La jeune fille adressa un sourire lumineux à Kyôko.

- Je sais que Sayaka est mon amie, mais elle a besoin de toi. Ta présence à ses côtés l'a beaucoup aidée et ça ne me gêne pas qu'elle soit avec toi. Je ne prétendrais avoir jamais l'exclusivité de son amitié et si vous voulez passer du temps ensemble, ça ne me gêne pas. Je suis même plutôt contente pour vous deux.

Kyôko poussa un petit sifflement qui pouvait sembler amusé ou méprisant, tandis qu'elle souriait.

- Tu es vraiment trop gentille pour ton bien, complimenta t-elle en poussant un soupir.

Madoka rougit, songeant que Kyôko s'était révélée assez peu loquace sur le sujet de Sayaka.

La collégienne laissa Kyôko tranquille, la laissant réfléchir à leur petite discussion.

De son coté, Madoka était également en pleine réflexion. Elle repensa longuement aux silences et à tous les indices que la rousse avait pu laisser échapper, se remémorant les regards fuyants que Sayaka et Kyôko s'adressaient, ainsi qu'à la façon dont l'escrimeuse essayait de protéger la rousse en attirant les regards sur elle.

Le reste de la journée se déroula dans le calme. Cependant, le soir même, un messager s'invitea à la fin du repas.

Galadriel avait demandé à certaines personnes de la rencontrer en privé et elle avait envoyé un émissaire pour inviter individuellement les trois jeunes arrivantes, ainsi que Frodon.

Lorsque le Hobbit revint, il sembla bouleversé, bien qu'il arborait un sourire léger, qui rassura légèrement les autres.

Kyôko revint plus rapidement que prévu, murmurant quelque chose à propos d'un stupide miroir et du fait qu'elle était bien contente d'avoir décliné l'offre de Galadriel.

Les deux seules à ne pas avoir encore rencontré la reine en privé étaient Sayaka et Clara. La nuit tombée, elles s'enfoncèrent dans un petit bosquet, qui était éclairé d'une lueur iréelle et apaisante.

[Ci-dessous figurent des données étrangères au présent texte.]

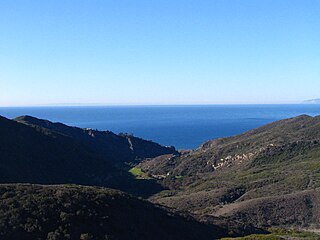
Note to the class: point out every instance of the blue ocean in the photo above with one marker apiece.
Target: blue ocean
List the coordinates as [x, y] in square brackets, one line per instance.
[185, 127]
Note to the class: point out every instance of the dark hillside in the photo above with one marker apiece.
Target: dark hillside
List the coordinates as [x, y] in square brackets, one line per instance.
[258, 177]
[42, 156]
[29, 212]
[115, 148]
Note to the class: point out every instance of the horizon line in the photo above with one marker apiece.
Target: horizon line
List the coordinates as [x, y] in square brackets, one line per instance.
[150, 105]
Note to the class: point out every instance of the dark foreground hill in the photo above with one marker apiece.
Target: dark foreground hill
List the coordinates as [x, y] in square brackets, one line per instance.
[117, 149]
[39, 151]
[29, 212]
[269, 176]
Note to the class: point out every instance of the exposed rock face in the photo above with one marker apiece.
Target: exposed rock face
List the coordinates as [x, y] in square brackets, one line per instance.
[249, 177]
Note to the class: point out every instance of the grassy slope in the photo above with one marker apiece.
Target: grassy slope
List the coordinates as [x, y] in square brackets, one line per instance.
[285, 160]
[79, 212]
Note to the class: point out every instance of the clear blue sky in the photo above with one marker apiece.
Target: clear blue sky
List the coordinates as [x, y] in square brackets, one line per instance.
[159, 51]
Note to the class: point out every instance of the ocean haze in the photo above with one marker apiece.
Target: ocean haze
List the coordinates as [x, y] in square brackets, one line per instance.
[185, 127]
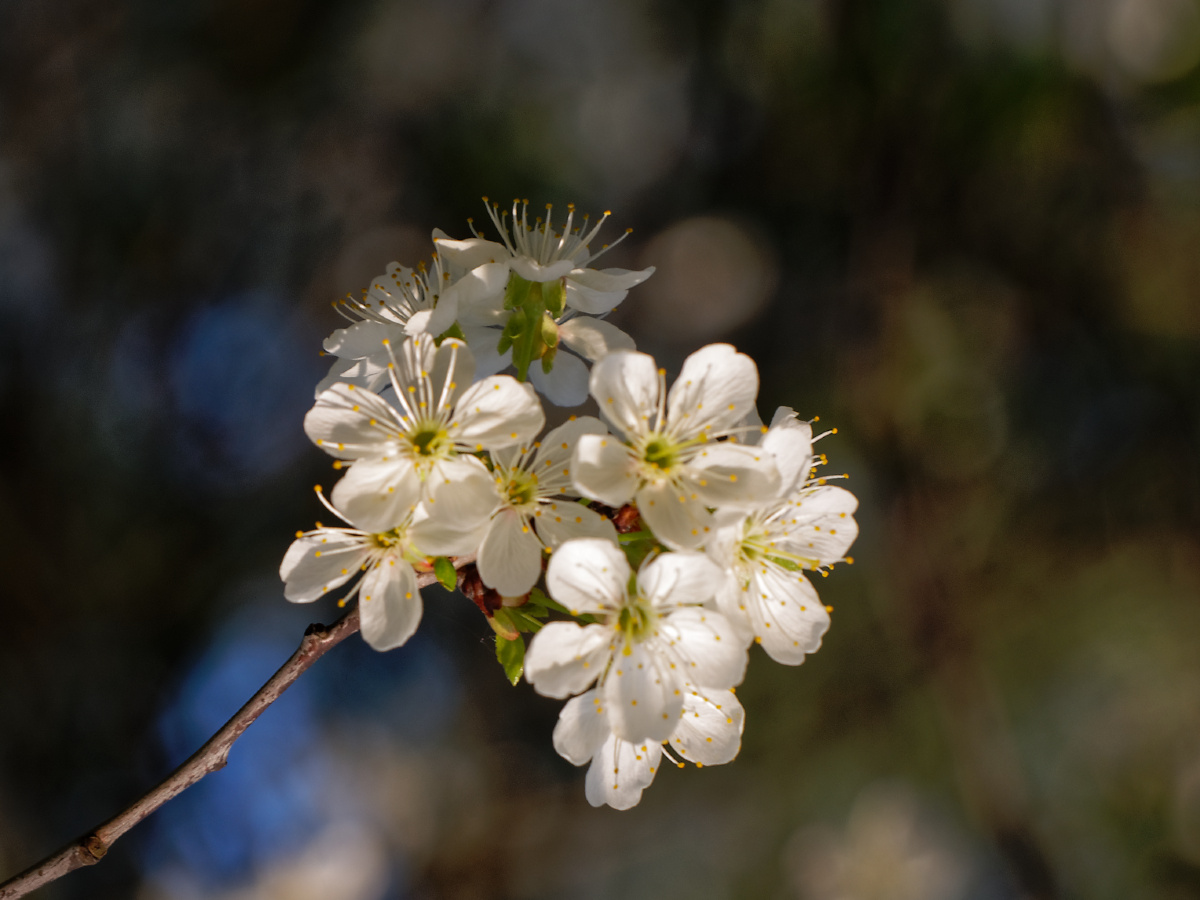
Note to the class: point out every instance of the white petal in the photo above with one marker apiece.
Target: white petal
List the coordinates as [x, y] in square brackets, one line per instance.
[706, 647]
[454, 370]
[643, 696]
[363, 339]
[471, 252]
[593, 339]
[603, 469]
[822, 526]
[582, 727]
[677, 516]
[562, 521]
[497, 412]
[709, 731]
[532, 270]
[607, 280]
[715, 388]
[484, 342]
[588, 575]
[378, 495]
[321, 561]
[481, 287]
[389, 604]
[598, 292]
[731, 603]
[510, 556]
[351, 423]
[552, 462]
[564, 658]
[436, 321]
[786, 615]
[621, 771]
[461, 501]
[357, 372]
[790, 442]
[625, 385]
[733, 475]
[676, 580]
[414, 359]
[567, 384]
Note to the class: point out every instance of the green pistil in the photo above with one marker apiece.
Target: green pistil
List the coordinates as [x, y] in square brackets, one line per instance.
[383, 540]
[636, 619]
[661, 453]
[430, 441]
[522, 489]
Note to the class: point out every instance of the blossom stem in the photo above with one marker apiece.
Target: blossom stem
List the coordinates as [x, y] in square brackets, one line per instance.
[213, 756]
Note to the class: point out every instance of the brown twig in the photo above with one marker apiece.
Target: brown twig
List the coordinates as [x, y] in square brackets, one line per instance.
[91, 847]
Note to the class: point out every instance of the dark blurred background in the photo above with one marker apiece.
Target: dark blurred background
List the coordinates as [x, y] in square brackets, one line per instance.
[964, 232]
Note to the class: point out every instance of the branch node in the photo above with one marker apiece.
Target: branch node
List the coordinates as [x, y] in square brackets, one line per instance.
[94, 849]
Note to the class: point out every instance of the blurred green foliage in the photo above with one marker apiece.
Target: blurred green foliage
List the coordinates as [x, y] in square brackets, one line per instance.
[977, 252]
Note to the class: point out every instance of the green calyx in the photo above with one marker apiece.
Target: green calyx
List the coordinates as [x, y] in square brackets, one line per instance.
[430, 439]
[383, 540]
[636, 619]
[661, 453]
[532, 330]
[522, 489]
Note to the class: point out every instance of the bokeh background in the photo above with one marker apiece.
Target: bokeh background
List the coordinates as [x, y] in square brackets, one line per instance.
[964, 232]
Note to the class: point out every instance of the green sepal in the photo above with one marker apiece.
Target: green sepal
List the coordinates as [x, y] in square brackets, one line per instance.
[541, 599]
[453, 331]
[516, 292]
[503, 625]
[510, 654]
[445, 573]
[555, 294]
[525, 619]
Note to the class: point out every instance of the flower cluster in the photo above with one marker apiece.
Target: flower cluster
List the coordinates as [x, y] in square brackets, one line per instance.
[643, 551]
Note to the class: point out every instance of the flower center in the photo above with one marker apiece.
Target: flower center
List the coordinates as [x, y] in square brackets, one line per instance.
[521, 489]
[384, 540]
[636, 619]
[661, 453]
[431, 439]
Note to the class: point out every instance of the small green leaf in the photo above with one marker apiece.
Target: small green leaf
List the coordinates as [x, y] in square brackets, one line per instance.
[523, 619]
[510, 655]
[555, 294]
[445, 573]
[787, 564]
[539, 597]
[503, 625]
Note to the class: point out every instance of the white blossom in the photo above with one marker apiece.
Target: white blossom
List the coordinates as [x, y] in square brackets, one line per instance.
[671, 461]
[707, 733]
[766, 595]
[528, 519]
[653, 637]
[389, 597]
[420, 449]
[399, 304]
[539, 253]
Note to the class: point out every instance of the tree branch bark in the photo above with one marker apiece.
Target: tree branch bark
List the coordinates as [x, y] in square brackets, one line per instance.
[213, 756]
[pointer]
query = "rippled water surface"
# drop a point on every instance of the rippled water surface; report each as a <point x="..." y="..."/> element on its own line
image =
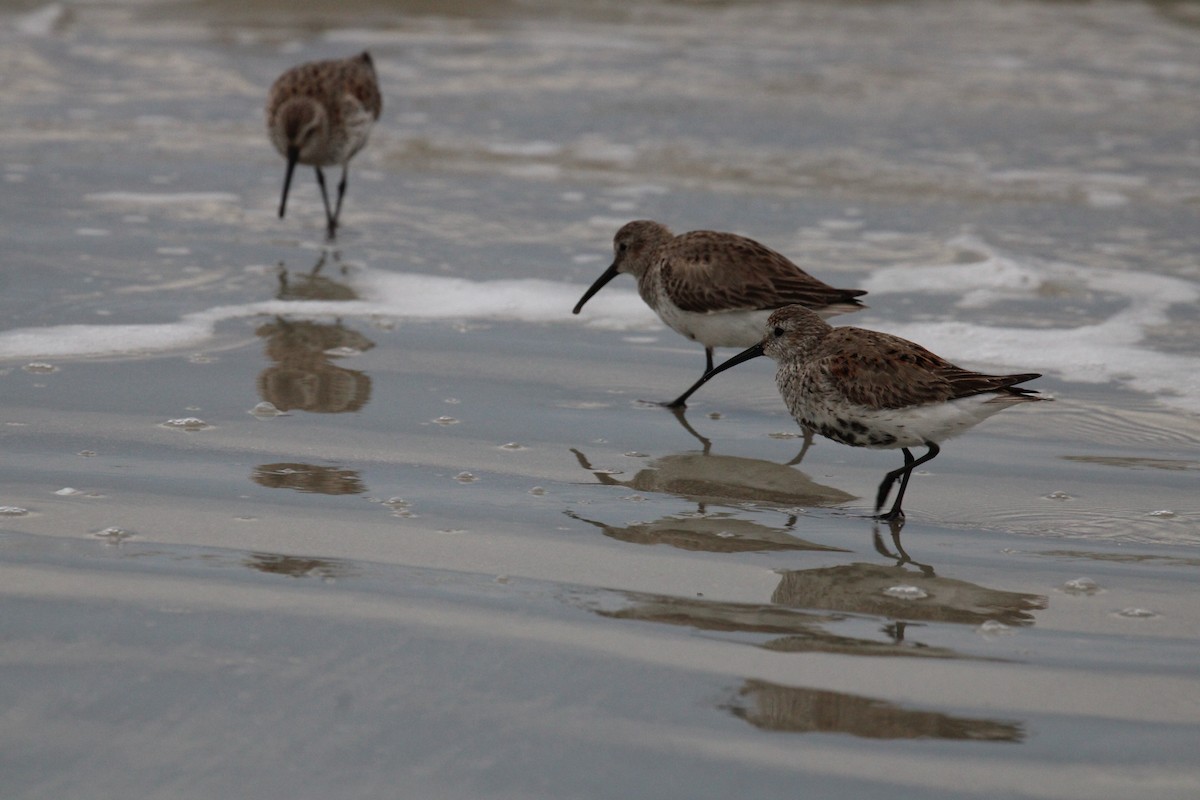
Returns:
<point x="385" y="519"/>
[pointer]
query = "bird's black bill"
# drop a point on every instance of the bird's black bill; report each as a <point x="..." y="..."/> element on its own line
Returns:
<point x="741" y="358"/>
<point x="293" y="157"/>
<point x="609" y="275"/>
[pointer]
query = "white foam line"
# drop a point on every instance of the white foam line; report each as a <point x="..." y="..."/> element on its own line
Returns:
<point x="1107" y="352"/>
<point x="393" y="295"/>
<point x="162" y="198"/>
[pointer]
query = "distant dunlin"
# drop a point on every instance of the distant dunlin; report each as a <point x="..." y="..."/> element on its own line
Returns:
<point x="875" y="390"/>
<point x="319" y="114"/>
<point x="714" y="288"/>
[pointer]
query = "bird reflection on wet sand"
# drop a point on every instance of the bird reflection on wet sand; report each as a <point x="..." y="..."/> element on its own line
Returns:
<point x="312" y="284"/>
<point x="713" y="533"/>
<point x="312" y="479"/>
<point x="792" y="709"/>
<point x="299" y="567"/>
<point x="708" y="477"/>
<point x="787" y="630"/>
<point x="900" y="594"/>
<point x="305" y="376"/>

La reine blonde se tenait près d'une source d'eau cristalline, observant son reflet lunaire dans l'eau miroitante, méditant calmement au point que son aura de sérénité débordait de son corps et se propageait dans la clairière.

- Miki Sayaka, appela t-elle calmement, j'avais espéré vous voir seule et je ne vous attendais pas aux côtés de la jeune Clara.

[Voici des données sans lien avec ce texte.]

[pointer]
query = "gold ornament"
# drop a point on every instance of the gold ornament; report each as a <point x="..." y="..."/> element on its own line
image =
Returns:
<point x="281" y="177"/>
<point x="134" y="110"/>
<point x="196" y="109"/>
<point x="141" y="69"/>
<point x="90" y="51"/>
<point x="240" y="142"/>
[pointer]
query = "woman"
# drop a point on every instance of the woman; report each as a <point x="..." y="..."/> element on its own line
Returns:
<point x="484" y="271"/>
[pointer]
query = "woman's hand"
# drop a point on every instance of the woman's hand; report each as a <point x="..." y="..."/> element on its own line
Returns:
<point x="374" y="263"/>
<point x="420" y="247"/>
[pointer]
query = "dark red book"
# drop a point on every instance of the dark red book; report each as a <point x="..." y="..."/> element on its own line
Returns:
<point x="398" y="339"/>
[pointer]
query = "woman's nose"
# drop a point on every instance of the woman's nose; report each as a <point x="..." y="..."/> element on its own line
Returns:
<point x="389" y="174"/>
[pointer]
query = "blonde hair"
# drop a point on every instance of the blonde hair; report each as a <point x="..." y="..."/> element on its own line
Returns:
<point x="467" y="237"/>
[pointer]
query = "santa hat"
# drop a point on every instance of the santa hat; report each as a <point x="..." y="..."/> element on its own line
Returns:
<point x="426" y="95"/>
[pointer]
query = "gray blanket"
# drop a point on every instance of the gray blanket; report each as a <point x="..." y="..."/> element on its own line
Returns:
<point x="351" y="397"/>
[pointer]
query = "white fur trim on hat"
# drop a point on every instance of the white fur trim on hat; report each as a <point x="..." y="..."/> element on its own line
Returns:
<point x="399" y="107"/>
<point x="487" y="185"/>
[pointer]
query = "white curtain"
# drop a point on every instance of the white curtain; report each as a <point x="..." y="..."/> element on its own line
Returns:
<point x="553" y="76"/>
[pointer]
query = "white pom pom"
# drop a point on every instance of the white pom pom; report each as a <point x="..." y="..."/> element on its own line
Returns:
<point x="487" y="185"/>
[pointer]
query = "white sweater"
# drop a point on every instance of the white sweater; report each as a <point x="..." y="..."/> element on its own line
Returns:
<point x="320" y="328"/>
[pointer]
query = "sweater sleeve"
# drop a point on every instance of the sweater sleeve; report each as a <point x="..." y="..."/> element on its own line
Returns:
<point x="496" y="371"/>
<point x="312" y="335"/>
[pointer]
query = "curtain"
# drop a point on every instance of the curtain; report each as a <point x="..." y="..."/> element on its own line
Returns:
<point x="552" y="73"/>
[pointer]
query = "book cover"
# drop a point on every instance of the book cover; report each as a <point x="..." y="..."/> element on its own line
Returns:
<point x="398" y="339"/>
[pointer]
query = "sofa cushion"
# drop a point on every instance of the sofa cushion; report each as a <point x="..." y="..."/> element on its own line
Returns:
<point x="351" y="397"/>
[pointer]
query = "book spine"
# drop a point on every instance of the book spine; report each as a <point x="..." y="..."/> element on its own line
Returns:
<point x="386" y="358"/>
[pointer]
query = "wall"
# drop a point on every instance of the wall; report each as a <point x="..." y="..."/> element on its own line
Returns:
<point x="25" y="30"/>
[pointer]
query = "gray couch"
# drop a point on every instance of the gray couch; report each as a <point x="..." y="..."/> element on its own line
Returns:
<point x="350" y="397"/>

C'était un reproche et la Puella Magi le savait. Cependant, elle s'était prise d'affection pour l'orpheline rousse et ne voulait pas que la petite fille soit laissée seule.

- Cependant, poursuivit calmement Galadriel, j'ai lu dans votre cœur et je sais que vos sentiments sont nobles.

- Majesté, coupa sèchement Sayaka, avec tout le respect que je vous dois, j'aimerais que vous cessiez de fouiller dans ma tête. Je suis certaine que nous pouvons très bien discuter avec des mots, comme des êtres civilisés.

Avec des mots, ce serait un moyen de jouer un jeu égal, songea t-elle. Les mots permettaient de déguiser les pensées et même si Galadriel était douée à ce jeu, cela la priverait de son avantage de télépathe.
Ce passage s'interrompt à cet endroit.